What did it cost Jason to be a Harbormaster?
It cost him his relationship with his fisherman father, who is no longer in Jason’s life after moving to Maine, “where there are still fish to be caught.” When Sam says she’s sorry to hear that, Jason responds stoically, “Not a problem. This way I can’t be a disappointment to him. Unlike my father, I happen to believe the overfishing theory … and all the other ways we’re not being the stewards of the land and the water that we ought to be.” But Sam knows it is a problem, and it hurts her to see Jason hurting.
Are there farms on Cape Cod? Does the soil have enough nutrients?
Despite a century-long downward trend for farms on the Cape, there has been a renaissance for today’s farmers, who are responding very successfully to a healthy demand for local food, especially that grown organically.
The Cape actually has the advantage of a longer growing season than that of many other New England regions because the surrounding ocean warms things up earlier in the summer and makes its winters generally mild enough to grow cold-weather crops under plastic quanset huts. Though it’s true that the Cape’s land is very sandy, the soil of old, established farms is quite good for growing vegetables, with 10-12 inches of loamy top soil created by decades of decomposing plant material.
What’s next for Sam and her Fair Harbor gang?
The rest of the gang will be doing their bit, of course – Helene offering her usual no-nonsense response to Sam’s nonsense, Miles making Sam laugh and trying keep Aunt Ida’s house from falling down, Jillian making up for Sam’s lack of baking prowess, and Jason still causing Sam to go weak at the knees.
Diogi, of course, understands that the series is all about him and will be taking his usual starring role.
So enjoyed our conversation! Thanks for having me on Writers Who Kill!
Congrats on your release!
Some of my short stories are set in a thinly-disguised Chatham, called "Beach Haven". I spent summer vacations at my grandparents' Forest Beach cottage in South Chatham, and worked in a Chatham seafood restaurant during college summers (the long-gone Captain's Table).
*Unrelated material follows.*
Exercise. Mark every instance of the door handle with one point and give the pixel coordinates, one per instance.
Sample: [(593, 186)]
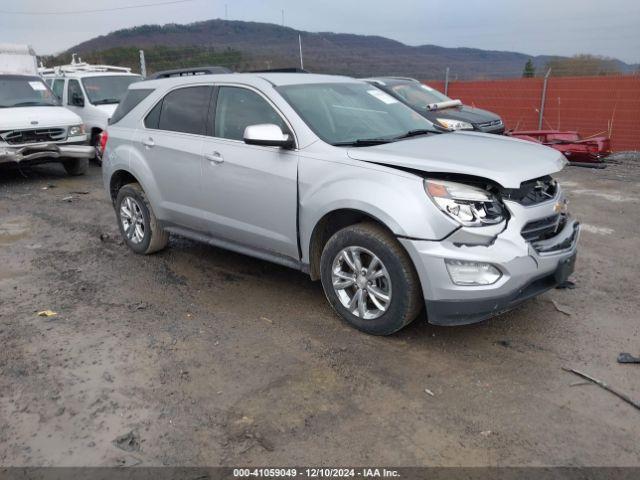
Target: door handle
[(214, 157)]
Looking forward to identifying all the Chatham elements of your story. Have you read Douglas Kiker's Murder on Clam Pond (a thinly disguised Oyster Pond)? Kiker had his own bench on Main Street in front of St. Christopher's, where he watched the world go by. He wrote three Chatham mysteries.
Delightful interview. I’m looking forward to meeting Sam, all six feet of her!
Sounds like a wonderful story!!
I too have fond memories of the Cape. My sister lived in Brewster, and I loved visiting her there. I'm looking forward to revisiting the area in your book.
Great interview. And her book makes me want to visit the cape!
Sounds like a wonderful series. I love Wellfleet—visited it many times.
Congratulations on your series, Amy! I adore the Cape and now I can't wait to get back there!
A very enjoyable read. Very character driven. Thanks for the interview Amy and much success on the series.
This sounds wonderful, Amy. Thanks for visiting WWK. Wishing you many sales and happy readers!